L'innovation remet inévitablement en question les façons de faire habituelles et la réglementation semble toujours prendre du retard sur le progrès. Comment pouvons-nous concilier la protection des informations personnelles d'identification et les opportunités offertes par la blockchain ?
Il ne fait aucun doute que 2018 a été l'année où la protection des informations personnelles s'est imposée comme une priorité, que ce soit en raison des violations de données, du partage d'informations par Facebook à des fins douteuses, ou de la mise en œuvre du Règlement général sur la protection des données (GDPR) dans l'Union européenne et du déploiement encore en attente de la Protection of Personal Information Act (POPIA) en Afrique du Sud. Selon votre perspective, 2018 a été l'année où nous avons enfin commencé à obliger les entreprises à prendre leurs responsabilités au sérieux, ou l'année où nous avons commencé à briser les choses et à étouffer l'innovation en tentant de protéger les informations personnelles de manière inappropriée. (C'est probablement un peu des deux.)
Prenons POPI et la blockchain, par exemple. La blockchain est la technologie de registre distribué qui sous-tend les crypto-monnaies, mais peut également être utilisée pour alimenter bien d'autres choses. Par exemple, Malte envisage un registre foncier et sanitaire alimenté par la blockchain. Et les Estoniens peuvent se connecter à leur registre de santé basé sur la blockchain et voir exactement qui a accédé à leurs informations.
Les économies que la blockchain offre à elles seules sont stupéfiantes. Goldman Sachs estime que le secteur des titres pourrait économiser entre 11 et 12 milliards de dollars de frais en utilisant la blockchain pour supprimer les erreurs dans la compensation et le règlement des titres en espèces. Et nous n'avons fait qu'effleurer la surface de ce que la technologie blockchain nous permettra de faire. Il est utile de penser à la blockchain comme à un système d'exploitation, comme Microsoft Windows ou Apple OS. Ce qui est vraiment passionnant, c'est ce que les gens développeront par-dessus.

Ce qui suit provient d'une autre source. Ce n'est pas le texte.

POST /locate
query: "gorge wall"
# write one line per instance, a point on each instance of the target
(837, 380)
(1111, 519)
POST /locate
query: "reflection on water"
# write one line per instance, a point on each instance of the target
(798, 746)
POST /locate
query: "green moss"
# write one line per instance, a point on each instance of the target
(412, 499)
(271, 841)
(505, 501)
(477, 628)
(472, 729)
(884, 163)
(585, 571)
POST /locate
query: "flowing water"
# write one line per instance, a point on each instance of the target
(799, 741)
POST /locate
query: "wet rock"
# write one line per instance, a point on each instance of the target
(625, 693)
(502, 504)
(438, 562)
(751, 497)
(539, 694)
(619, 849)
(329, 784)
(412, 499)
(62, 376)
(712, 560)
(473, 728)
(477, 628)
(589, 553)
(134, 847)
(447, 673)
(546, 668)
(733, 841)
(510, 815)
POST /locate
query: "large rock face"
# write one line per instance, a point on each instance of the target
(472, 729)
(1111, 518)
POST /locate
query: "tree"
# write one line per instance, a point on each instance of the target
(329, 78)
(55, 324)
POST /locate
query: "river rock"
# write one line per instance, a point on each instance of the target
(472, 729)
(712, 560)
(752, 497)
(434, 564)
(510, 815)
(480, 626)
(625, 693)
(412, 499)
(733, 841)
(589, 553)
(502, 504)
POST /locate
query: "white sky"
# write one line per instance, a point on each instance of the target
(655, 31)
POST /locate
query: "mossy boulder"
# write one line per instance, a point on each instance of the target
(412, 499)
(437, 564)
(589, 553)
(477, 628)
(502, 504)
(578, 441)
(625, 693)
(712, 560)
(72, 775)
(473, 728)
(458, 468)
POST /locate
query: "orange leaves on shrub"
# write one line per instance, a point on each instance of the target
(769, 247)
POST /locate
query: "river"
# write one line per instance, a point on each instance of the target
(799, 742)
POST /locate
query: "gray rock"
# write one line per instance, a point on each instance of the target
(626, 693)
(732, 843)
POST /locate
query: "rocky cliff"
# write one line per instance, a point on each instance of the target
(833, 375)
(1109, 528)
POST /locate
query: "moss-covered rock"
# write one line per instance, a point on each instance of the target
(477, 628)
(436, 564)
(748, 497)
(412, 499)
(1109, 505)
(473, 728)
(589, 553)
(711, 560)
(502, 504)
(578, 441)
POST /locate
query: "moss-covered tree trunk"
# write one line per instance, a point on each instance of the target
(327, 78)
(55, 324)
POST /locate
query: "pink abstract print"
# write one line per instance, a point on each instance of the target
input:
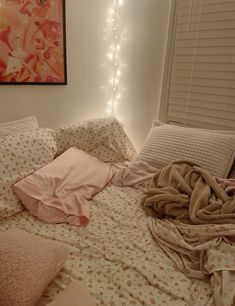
(32, 41)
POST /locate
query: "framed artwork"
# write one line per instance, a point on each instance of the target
(32, 42)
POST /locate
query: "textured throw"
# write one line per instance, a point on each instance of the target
(204, 248)
(186, 192)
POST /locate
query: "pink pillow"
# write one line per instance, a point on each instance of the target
(76, 294)
(28, 263)
(62, 190)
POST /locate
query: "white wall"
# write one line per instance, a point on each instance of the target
(146, 23)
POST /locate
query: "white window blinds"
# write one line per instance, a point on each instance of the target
(200, 89)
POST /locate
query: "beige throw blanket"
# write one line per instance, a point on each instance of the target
(201, 237)
(186, 192)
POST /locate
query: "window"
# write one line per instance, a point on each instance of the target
(199, 80)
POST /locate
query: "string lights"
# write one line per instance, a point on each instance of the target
(114, 56)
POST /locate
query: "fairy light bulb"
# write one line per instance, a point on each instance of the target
(114, 56)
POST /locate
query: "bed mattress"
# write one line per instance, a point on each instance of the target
(116, 257)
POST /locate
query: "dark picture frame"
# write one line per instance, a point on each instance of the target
(33, 42)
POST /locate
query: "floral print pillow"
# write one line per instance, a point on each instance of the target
(104, 138)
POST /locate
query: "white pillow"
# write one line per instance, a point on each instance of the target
(213, 150)
(25, 124)
(20, 155)
(103, 138)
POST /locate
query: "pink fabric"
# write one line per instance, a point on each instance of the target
(227, 184)
(62, 190)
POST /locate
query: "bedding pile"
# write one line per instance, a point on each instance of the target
(185, 192)
(124, 257)
(191, 217)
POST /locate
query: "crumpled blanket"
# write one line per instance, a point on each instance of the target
(227, 184)
(186, 192)
(183, 193)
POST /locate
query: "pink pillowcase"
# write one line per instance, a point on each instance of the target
(61, 191)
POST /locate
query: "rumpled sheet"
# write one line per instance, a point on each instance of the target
(116, 257)
(188, 193)
(61, 191)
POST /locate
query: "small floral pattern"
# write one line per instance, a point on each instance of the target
(116, 257)
(103, 138)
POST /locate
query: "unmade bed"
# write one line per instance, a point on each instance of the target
(116, 255)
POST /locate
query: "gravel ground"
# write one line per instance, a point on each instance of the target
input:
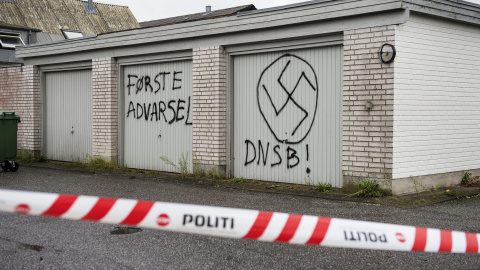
(28, 242)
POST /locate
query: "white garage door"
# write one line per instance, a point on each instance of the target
(288, 116)
(158, 115)
(68, 115)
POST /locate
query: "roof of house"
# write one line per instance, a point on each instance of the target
(198, 16)
(54, 15)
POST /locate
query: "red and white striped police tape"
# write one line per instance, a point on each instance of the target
(240, 223)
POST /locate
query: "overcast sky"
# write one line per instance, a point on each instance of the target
(147, 10)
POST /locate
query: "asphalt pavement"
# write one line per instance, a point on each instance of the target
(29, 242)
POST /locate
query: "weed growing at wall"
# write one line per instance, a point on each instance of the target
(369, 189)
(468, 181)
(29, 157)
(324, 187)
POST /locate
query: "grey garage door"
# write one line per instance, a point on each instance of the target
(288, 116)
(158, 115)
(68, 115)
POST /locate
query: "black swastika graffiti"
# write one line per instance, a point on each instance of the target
(287, 95)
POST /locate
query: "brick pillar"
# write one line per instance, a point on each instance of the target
(367, 135)
(209, 107)
(20, 92)
(105, 108)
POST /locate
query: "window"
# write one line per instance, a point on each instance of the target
(72, 34)
(10, 40)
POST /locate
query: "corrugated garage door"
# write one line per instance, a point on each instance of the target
(158, 115)
(288, 116)
(68, 115)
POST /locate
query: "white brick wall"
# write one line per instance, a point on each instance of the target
(437, 97)
(209, 106)
(105, 108)
(367, 136)
(20, 92)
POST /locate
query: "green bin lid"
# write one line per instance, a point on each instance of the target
(9, 116)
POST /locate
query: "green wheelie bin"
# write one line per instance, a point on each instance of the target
(8, 140)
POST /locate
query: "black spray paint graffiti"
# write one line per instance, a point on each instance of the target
(259, 152)
(145, 82)
(170, 111)
(153, 112)
(287, 96)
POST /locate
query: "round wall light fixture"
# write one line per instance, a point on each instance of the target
(387, 53)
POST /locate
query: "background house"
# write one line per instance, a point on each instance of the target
(293, 94)
(34, 21)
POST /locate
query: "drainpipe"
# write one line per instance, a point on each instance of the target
(90, 4)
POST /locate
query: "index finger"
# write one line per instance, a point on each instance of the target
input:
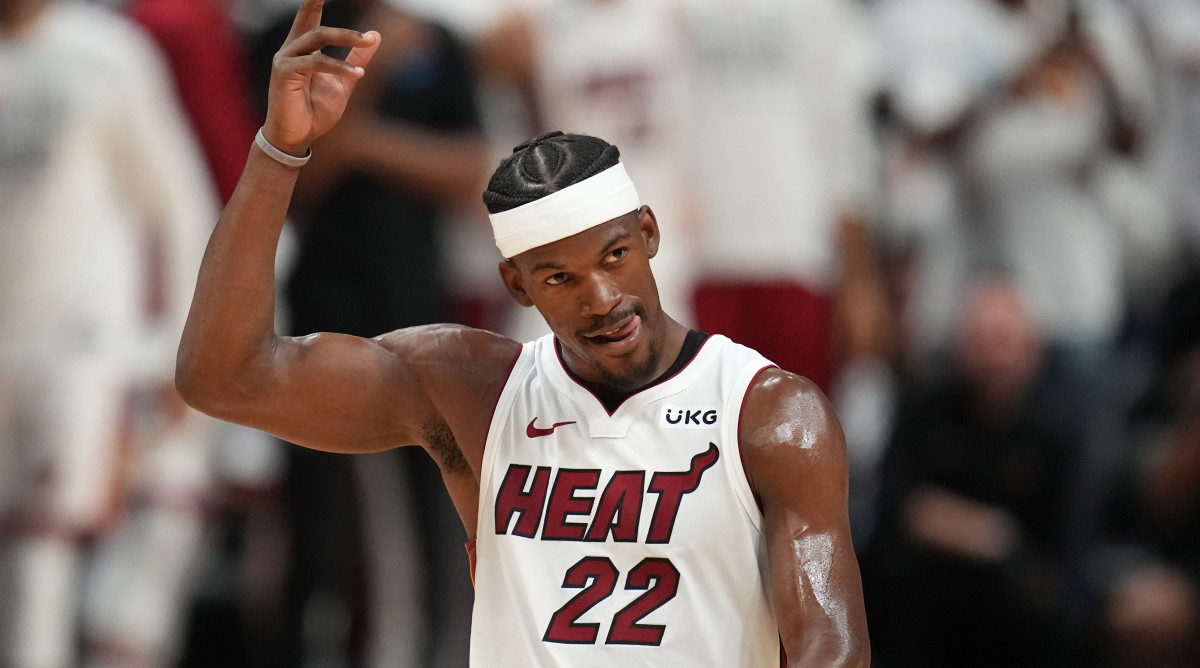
(307, 17)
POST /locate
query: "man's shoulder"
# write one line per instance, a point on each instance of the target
(451, 348)
(783, 403)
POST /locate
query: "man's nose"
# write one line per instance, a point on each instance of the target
(601, 294)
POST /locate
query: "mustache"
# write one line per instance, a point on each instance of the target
(604, 323)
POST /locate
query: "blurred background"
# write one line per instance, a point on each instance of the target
(973, 223)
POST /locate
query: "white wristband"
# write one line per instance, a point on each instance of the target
(280, 156)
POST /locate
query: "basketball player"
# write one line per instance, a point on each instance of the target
(639, 494)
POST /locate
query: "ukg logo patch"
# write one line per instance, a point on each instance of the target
(689, 416)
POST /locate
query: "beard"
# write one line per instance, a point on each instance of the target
(640, 372)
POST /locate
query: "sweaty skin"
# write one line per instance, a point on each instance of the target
(437, 385)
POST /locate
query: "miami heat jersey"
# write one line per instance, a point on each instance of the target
(623, 540)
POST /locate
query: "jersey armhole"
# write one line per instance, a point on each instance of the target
(521, 366)
(738, 476)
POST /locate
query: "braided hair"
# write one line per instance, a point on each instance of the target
(546, 164)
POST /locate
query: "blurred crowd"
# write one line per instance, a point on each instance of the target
(973, 223)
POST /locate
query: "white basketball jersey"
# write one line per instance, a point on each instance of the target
(622, 540)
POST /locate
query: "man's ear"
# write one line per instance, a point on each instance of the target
(514, 284)
(649, 227)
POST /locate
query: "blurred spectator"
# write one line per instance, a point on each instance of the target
(612, 68)
(209, 65)
(1144, 572)
(106, 206)
(781, 145)
(996, 160)
(966, 569)
(203, 48)
(783, 150)
(369, 212)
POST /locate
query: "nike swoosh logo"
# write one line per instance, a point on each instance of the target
(534, 432)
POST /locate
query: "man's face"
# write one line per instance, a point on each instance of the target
(598, 294)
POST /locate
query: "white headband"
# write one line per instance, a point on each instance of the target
(571, 210)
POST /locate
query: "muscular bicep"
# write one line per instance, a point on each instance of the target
(328, 391)
(795, 455)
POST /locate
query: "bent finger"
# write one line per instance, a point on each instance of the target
(319, 62)
(307, 17)
(361, 55)
(321, 37)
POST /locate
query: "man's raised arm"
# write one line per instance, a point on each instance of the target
(325, 391)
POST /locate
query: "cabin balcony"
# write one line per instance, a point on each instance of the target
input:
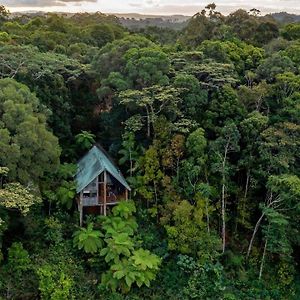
(99, 201)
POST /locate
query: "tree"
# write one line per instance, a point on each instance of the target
(15, 196)
(88, 239)
(4, 13)
(85, 140)
(29, 150)
(225, 144)
(128, 265)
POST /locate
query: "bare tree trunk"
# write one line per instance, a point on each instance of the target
(223, 219)
(254, 233)
(207, 215)
(148, 123)
(263, 258)
(223, 199)
(270, 202)
(247, 184)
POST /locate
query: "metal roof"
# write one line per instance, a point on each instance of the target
(92, 165)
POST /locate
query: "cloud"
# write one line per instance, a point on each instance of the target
(41, 3)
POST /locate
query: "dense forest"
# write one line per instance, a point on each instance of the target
(204, 123)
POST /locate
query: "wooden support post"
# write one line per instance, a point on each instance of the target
(104, 192)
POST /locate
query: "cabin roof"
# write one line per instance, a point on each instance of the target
(92, 165)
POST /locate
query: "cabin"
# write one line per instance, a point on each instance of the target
(99, 183)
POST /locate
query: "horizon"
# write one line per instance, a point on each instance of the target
(148, 7)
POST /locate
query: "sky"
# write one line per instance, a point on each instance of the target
(157, 7)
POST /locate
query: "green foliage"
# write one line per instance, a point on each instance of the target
(202, 117)
(127, 264)
(88, 239)
(85, 140)
(28, 148)
(15, 196)
(53, 285)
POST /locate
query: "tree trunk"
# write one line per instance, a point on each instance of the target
(263, 258)
(223, 199)
(254, 233)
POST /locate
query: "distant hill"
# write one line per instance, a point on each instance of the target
(130, 20)
(284, 17)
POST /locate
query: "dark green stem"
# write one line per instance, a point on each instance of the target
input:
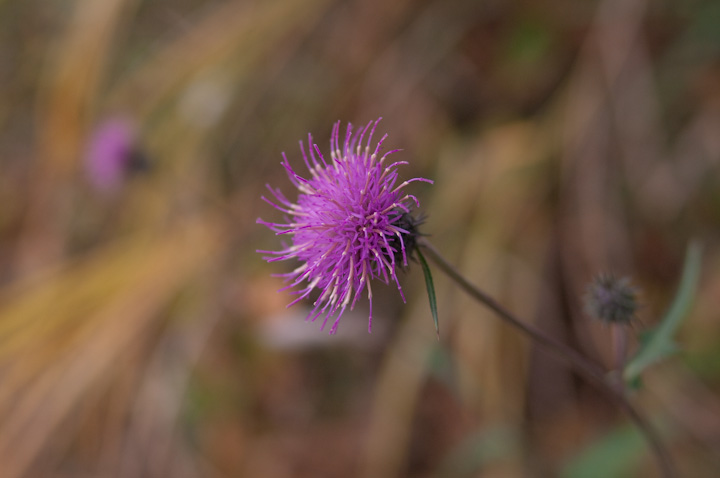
(590, 370)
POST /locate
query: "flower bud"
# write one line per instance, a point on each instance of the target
(611, 299)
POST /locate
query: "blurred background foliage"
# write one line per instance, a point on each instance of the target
(142, 336)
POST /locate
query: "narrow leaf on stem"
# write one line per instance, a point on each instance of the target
(431, 289)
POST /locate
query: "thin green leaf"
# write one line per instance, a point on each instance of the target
(616, 454)
(659, 342)
(431, 290)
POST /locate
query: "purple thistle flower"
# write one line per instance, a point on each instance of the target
(346, 224)
(111, 154)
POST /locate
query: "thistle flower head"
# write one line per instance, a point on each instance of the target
(346, 225)
(112, 154)
(611, 299)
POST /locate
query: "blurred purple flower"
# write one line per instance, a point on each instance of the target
(109, 153)
(345, 226)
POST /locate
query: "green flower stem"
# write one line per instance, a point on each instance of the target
(590, 370)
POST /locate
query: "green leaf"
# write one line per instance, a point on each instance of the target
(616, 454)
(431, 289)
(659, 343)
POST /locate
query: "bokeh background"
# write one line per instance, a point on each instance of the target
(141, 335)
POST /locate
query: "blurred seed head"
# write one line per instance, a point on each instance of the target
(611, 299)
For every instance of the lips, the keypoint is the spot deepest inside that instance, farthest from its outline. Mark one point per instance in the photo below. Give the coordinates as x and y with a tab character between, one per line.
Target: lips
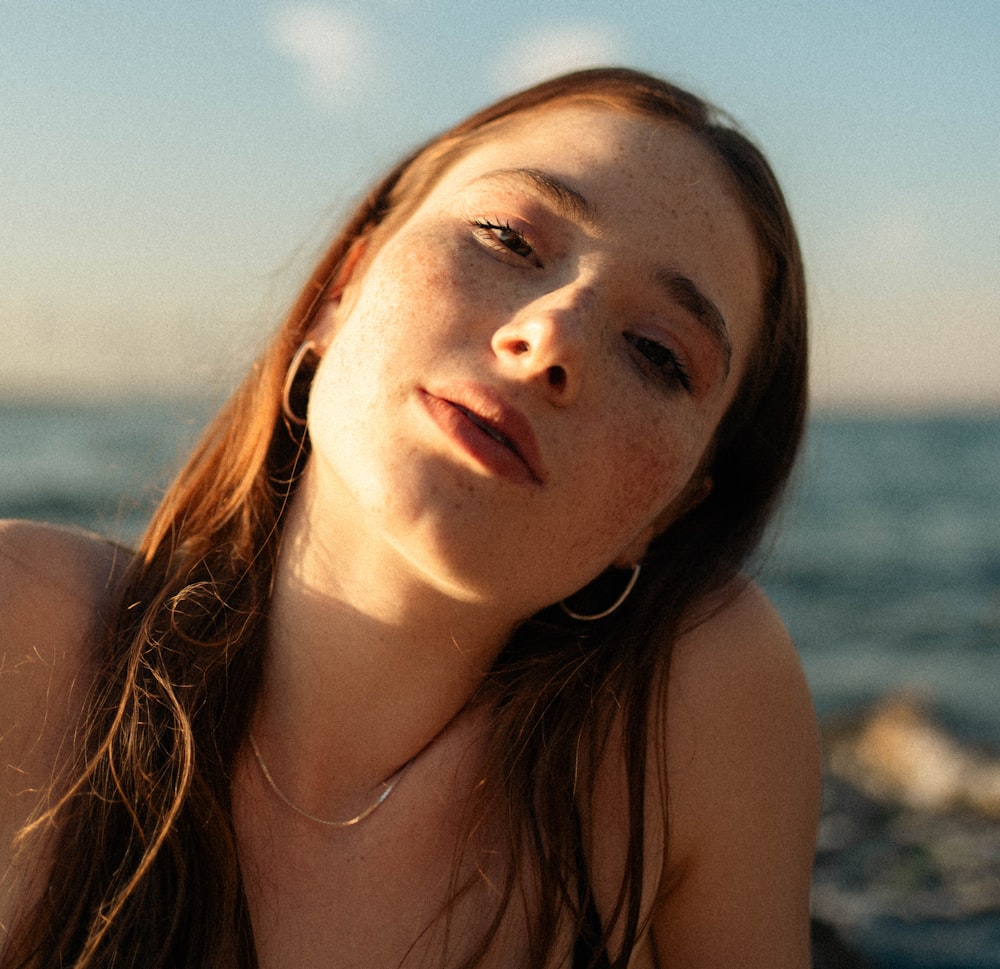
493	432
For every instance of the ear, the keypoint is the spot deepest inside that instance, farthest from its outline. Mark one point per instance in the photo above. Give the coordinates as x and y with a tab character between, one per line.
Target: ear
697	490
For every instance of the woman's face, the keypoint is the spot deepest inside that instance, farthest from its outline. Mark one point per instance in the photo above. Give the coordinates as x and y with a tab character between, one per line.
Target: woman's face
520	382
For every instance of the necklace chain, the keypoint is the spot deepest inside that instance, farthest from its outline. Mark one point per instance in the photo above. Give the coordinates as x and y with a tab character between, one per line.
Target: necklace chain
388	786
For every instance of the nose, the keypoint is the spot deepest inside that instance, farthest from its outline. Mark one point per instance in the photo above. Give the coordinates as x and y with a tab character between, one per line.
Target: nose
547	341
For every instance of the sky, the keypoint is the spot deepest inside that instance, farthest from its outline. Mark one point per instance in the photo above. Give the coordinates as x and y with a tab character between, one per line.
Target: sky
170	169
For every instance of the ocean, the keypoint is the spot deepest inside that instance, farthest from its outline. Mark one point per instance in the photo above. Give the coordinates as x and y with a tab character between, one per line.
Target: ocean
885	563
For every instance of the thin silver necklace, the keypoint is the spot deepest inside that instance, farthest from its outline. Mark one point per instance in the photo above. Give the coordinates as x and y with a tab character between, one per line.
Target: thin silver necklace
388	785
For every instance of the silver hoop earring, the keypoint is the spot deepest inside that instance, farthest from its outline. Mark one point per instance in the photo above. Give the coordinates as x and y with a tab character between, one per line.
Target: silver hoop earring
582	617
291	375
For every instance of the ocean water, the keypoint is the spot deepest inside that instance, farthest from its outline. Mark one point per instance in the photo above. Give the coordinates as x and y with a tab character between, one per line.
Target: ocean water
885	563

Une caractéristique fondamentale d'une blockchain, ce qui la rend si utile pour stocker des enregistrements importants, est qu'elle ne peut jamais être effacée ou réécrite. Mais attendez un instant, qu'en est-il du droit à l'oubli, à la suppression des données personnelles, notamment d'Internet ? C'est explicite dans le GDPR, auquel toute entreprise sud-africaine traitant avec des clients dans l'Union européenne doit se conformer, et implicite dans POPI, qui stipule que les personnes peuvent demander la correction ou la suppression de leurs informations personnelles et de leurs dossiers.
Cela signifie-t-il que nous devons choisir ? Rester bloqué dans le passé et manquer les promesses de ce que la blockchain permettra pour nous et nos clients, ou risquer les amendes menacées par POPI et GDPR et les dommages à la marque associés à la non-conformité ? Alternativement, affaiblissons-nous la technologie blockchain et ses capacités et promesses ? Imaginez si il y a presque 40 ans, nous avions sévèrement contraint un aspect du tout nouveau gestionnaire d'interface Microsoft Windows ? À quoi aurions-nous renoncé ? Ne faisons pas cela non plus avec la blockchain.
Blockchain 101
Contrairement aux registres centraux contrôlés par une seule autorité, comme une banque, les registres blockchain sont répartis sur un certain nombre d'ordinateurs anonymes, connectés de pair à pair. Les personnes impliquées n'ont pas besoin de se connaître ou même de se faire confiance. Les transactions sont annoncées au groupe et enregistrées par tous. À des intervalles définis, une section du registre, appelée bloc, est verrouillée de façon irréversible à l'aide de la cryptographie et des informations du bloc précédent, et ajoutée à la blockchain. En partant du principe que la majorité est honnête, si une copie du bloc sur le réseau ne correspond pas à celle des autres, elle est remplacée par les informations sur lesquelles la majorité s'accorde. En d'autres termes, le bloc le plus long est le vrai.